The way you find and access data, and store meta information can be very important for performance. You will often use flat files or domain-specific non-standard packages to store data (e.g. not a relational db directly) that enable you to access data more efficiently. For example, kdb+ is a specialized database for large time series, and ROOT uses a
TTree
object to access data efficiently.
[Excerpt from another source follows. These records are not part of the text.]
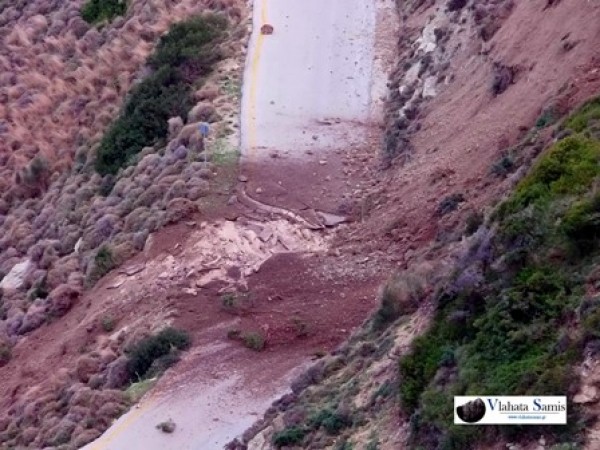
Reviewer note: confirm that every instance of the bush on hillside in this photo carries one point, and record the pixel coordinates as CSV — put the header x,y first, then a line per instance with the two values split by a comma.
x,y
513,331
188,52
94,11
399,296
103,262
144,354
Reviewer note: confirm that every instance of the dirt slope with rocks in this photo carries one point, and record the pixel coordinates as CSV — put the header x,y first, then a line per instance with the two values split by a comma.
x,y
475,87
470,95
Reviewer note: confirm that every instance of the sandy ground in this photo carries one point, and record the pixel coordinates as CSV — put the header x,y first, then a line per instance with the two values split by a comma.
x,y
306,87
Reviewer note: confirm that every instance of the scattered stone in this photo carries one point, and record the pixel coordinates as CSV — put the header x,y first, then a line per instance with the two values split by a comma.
x,y
331,220
116,284
166,427
15,279
133,269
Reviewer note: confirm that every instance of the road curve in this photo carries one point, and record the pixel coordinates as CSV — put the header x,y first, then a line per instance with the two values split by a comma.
x,y
316,67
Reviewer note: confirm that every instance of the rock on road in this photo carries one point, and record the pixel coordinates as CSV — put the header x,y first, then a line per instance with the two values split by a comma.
x,y
316,66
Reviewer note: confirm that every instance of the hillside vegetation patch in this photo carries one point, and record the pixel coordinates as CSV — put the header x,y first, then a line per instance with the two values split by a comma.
x,y
183,56
507,322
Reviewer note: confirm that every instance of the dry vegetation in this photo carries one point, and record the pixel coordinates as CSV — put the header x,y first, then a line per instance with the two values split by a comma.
x,y
62,225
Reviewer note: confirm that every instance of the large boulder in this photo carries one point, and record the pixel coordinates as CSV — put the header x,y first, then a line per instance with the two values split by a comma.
x,y
15,279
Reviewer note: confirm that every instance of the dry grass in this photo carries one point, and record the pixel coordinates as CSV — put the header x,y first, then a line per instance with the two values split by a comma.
x,y
62,84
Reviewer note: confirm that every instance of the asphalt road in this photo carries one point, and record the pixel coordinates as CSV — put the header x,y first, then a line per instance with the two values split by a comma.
x,y
316,67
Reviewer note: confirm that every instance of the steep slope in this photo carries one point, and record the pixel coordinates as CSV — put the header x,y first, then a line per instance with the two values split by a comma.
x,y
476,90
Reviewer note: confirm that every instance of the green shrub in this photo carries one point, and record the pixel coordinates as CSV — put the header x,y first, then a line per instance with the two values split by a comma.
x,y
94,11
103,262
581,224
400,296
190,44
143,354
513,332
585,116
288,437
188,52
568,168
331,421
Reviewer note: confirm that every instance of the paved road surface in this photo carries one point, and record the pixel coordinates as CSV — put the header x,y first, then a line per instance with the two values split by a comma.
x,y
317,65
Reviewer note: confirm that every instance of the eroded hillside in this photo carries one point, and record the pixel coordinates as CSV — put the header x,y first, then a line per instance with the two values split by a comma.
x,y
480,91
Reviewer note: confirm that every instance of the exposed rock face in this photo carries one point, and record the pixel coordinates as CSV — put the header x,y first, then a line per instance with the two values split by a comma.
x,y
15,279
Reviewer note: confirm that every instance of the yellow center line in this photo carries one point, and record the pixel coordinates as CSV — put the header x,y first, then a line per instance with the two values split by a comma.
x,y
104,441
252,138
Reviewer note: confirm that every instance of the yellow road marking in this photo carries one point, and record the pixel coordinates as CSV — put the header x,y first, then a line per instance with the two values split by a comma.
x,y
254,78
106,439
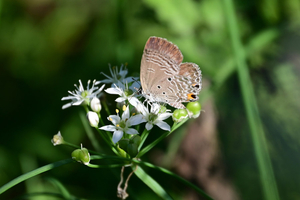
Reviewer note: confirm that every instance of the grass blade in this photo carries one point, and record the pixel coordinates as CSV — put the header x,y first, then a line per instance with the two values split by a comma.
x,y
267,178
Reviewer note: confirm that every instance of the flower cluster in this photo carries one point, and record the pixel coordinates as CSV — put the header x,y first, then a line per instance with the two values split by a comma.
x,y
133,110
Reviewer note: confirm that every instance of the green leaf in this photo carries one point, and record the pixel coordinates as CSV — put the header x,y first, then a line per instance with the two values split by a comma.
x,y
260,144
151,183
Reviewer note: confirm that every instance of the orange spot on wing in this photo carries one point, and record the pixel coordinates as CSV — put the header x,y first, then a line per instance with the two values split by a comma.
x,y
191,96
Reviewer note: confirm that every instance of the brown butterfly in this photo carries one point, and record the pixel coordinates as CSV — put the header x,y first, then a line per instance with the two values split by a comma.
x,y
164,78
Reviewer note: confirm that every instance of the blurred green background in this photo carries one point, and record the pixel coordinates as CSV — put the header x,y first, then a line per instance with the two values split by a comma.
x,y
47,45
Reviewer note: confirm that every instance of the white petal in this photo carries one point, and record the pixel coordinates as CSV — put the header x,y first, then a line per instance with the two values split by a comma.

The pyTables you mention would be another example.虽然某些语言的类型的内存开销自然比其他语言低,但这对于这种大小的数据来说并不重要 - 无论您使用哪种语言,您都不会将整个数据集保存在内存中,因此“费用” Python 的内容在这里无关紧要。正如您所指出的,根本没有足够的地址空间来引用所有这些数据,更不用说保留它了。
这通常意味着 a) 将数据存储在数据库中,或者 b) 以额外计算机的形式添加资源,从而增加可用的地址空间和内存。实际上,你最终会做这两件事。使用数据库时要记住的一件关键事情是,数据库不仅仅是在您不使用它时放置数据的地方 - 您可以在数据库中进行工作,并且您应该尝试这样做。您使用的数据库技术对您可以执行的工作类型有很大影响,但是例如 SQL 数据库非常适合执行大量集合数学操作并且高效执行(当然,这意味着模式设计变得更容易)整体架构中非常重要的一部分)。不要只是将数据吸出并仅在内存中对其进行操作 - 在将数据放入进程内存中之前,尝试利用数据库的计算查询功能来完成尽可能多的工作。
While some languages have naturally lower memory overhead in their types than others, that really doesn't matter for data this size - you're not holding your entire data set in memory regardless of the language you're using, so the "expense" of Python is irrelevant here. As you pointed out, there simply isn't enough address space to even reference all this data, let alone hold onto it.
What this normally means is either a) storing your data in a database, or b) adding resources in the form of additional computers, thus adding to your available address space and memory. Realistically you're going to end up doing both of these things. One key thing to keep in mind when using a database is that a database isn't just a place to put your data while you're not using it - you can do WORK in the database, and you should try to do so. The database technology you use has a large impact on the kind of work you can do, but an SQL database, for example, is well suited to do a lot of set math and do it efficiently (of course, this means that schema design becomes a very important part of your overall architecture). Don't just suck data out and manipulate it only in memory - try to leverage the computational query capabilities of your database to do as much work as possible before you ever put the data in memory in your process.
主要假设是关于您可以以可接受的价格在单台计算机中拥有的 CPU/缓存/RAM/存储/带宽的数量。 stackoverflow 上有很多答案,仍然基于具有 4G 内存、大约 TB 存储和 1Gb 网络的 32 位机器的旧假设。凭借 220 欧元的 16GB DDR-3 内存模块、512GB 内存,可以以合理的价格构建 48 核机器。从硬盘到SSD的转变是另一个重要的变化。
The main assumptions are about the amount of cpu/cache/ram/storage/bandwidth you can have in a single machine at an acceptable price. There are lots of answers here at stackoverflow still based on the old assumptions of a 32 bit machine with 4G ram and about a terabyte of storage and 1Gb network. With 16GB DDR-3 ram modules at 220 Eur, 512 GB ram, 48 core machines can be build at reasonable prices. The switch from hard disks to SSD is another important change.